Any flaws in objects, like cracks or marks, are cherished because they illustrate the passage of time. Wear and tear is seen as a representation of their loving use. This makes it intrinsically linked to Wabi, due to its emphasis on simplicity and rejection of materialism.

In the West, Wabi-Sabi has infiltrated many elements of daily life, from cuisine to interior design. Specialist Japanese homeware companies, like Sansho, source handmade products that embody the Wabi-Sabi philosophy. Their products, largely made from natural materials, are handcrafted by traditional Japanese artisans – meaning no two pieces are the same and no two pieces are “perfect” in size or shape.

Mottainai

Mottainai is a term expressing a feeling of regret concerning waste, translating roughly in English to either “what a waste!” or “Don’t waste!”. The philosophy emphasizes the intrinsic value of a resource or object, and is linked to hinto animism, the notion that all objects have a spirit, or ‘kami’. The idea that we are part of nature is a key part of Japanese psychology.

Mottainai also has origins in Buddhist philosophy. The Buddhist monastic tradition emphasizes a life of frugality, to allow us to concentrate on attaining enlightenment. It is from this move towards frugality that a link to Mottainai as a concept of waste can be made.

How have Wabi-Sabi and Mottainai promoted eco living?

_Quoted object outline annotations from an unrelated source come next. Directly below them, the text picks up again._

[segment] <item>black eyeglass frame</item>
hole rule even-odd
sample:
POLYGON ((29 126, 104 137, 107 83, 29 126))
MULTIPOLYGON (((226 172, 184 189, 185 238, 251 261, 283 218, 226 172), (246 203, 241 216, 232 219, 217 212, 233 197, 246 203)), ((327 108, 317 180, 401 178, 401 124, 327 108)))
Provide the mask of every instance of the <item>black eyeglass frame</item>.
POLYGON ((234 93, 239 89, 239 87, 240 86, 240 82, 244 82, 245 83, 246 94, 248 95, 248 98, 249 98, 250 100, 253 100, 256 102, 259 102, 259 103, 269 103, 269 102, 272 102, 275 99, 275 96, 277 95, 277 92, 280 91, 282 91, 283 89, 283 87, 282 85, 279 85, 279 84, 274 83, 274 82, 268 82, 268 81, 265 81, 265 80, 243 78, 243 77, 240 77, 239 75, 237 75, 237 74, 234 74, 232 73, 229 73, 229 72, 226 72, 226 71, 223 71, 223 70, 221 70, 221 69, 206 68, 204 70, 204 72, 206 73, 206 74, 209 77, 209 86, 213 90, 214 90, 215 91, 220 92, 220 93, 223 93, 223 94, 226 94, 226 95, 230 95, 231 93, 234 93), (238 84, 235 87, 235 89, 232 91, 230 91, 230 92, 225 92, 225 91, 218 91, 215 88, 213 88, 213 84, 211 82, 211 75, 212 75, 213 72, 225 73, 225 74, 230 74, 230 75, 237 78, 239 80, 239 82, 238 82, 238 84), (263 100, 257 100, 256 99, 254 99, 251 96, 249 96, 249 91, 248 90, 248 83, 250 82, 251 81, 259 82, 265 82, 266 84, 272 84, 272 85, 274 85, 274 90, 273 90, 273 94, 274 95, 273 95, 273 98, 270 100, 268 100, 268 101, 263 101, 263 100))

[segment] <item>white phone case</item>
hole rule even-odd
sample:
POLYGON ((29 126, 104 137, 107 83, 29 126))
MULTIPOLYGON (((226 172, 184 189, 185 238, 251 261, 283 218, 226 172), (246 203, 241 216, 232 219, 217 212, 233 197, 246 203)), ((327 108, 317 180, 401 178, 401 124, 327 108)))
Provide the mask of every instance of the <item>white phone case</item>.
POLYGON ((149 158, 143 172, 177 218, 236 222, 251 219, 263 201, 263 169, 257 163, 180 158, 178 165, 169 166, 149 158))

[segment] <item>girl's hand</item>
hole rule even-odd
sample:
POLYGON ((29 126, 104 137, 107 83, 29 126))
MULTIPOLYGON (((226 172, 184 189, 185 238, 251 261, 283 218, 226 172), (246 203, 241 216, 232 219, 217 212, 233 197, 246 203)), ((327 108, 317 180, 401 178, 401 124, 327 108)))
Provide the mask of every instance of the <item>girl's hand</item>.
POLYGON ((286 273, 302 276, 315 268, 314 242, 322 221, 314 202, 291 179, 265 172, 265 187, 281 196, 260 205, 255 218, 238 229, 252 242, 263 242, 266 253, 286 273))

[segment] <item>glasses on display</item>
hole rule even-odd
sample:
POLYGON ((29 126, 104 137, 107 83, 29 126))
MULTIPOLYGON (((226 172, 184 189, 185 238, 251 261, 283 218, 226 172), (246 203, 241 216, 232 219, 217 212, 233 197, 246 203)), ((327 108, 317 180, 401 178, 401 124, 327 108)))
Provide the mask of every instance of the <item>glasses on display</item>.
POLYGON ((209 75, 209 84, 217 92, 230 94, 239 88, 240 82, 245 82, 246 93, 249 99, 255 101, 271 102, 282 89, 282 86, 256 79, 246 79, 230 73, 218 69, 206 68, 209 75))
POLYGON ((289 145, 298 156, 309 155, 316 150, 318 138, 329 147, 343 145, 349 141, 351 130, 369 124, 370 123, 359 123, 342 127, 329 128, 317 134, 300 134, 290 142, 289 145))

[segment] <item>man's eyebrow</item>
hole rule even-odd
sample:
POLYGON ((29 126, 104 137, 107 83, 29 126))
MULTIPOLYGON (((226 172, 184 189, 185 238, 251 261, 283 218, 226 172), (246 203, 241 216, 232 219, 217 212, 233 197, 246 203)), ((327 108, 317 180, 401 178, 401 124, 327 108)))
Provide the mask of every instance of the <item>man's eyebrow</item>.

Wabi-Sabi is still a prominent feature of Japanese life today, and has remained instrumental in the way people design their homes. The ideas of imperfection and frugality are hugely influential.

For example, instead of buying a brand-new kitchen table, many Japanese people instead retain a table that has been passed through the generations. Although its long use can be seen by various marks and scratches, Wabi-Sabi has taught people that they should value it because of its imperfect nature. Those scratches and marks are a story and signify the passage of time. This is a far cry from what we typically associate with the Western World.

Like Wabi Sabi, Mottainai is manifested throughout Japanese life, creating a great respect for Japanese resources. This has had a major impact on home design. For example, the Japanese prefer natural materials in their homes, such as using soil and dried grass as thermal insulation.

Their influence in the UK

The UK appears to be increasingly influenced by thes two concepts. Some new reports indicate that Wabi Sabi has been labelled as ‘the trend of 2018’. For example, Japanese ofuro baths inspired the project that won the New London Architecture’s 2017 Don’t Move, Improve award. Ofuro baths are smaller than typical baths, use less water, and are usually made out of natural materials, like hinoki wood.

Many other UK properties have also been influenced by these philosophies, such as natural Kebony wood being applied to the external cladding of a Victorian property in Hampstead; or a house in Lancaster Gate using rice paper partitions as sub-dividers. These examples embody the spirit of both philosophies. They are representative of Mottainai because of their use of natural resources to discourage waste. And they’re reflective of Wabi-Sabi because they accept imperfect materials that have not been engineered or modified.

In a world that is plagued by mass over-consumption and an incessant need for novelty, the ancient concepts of Mottainai and Wabi-Sabi provide a blueprint for living a more sustainable life. They help us to reduce consumption and put less of a strain on the planet. This refreshing mindset can help us transform the way we go about our day to day lives.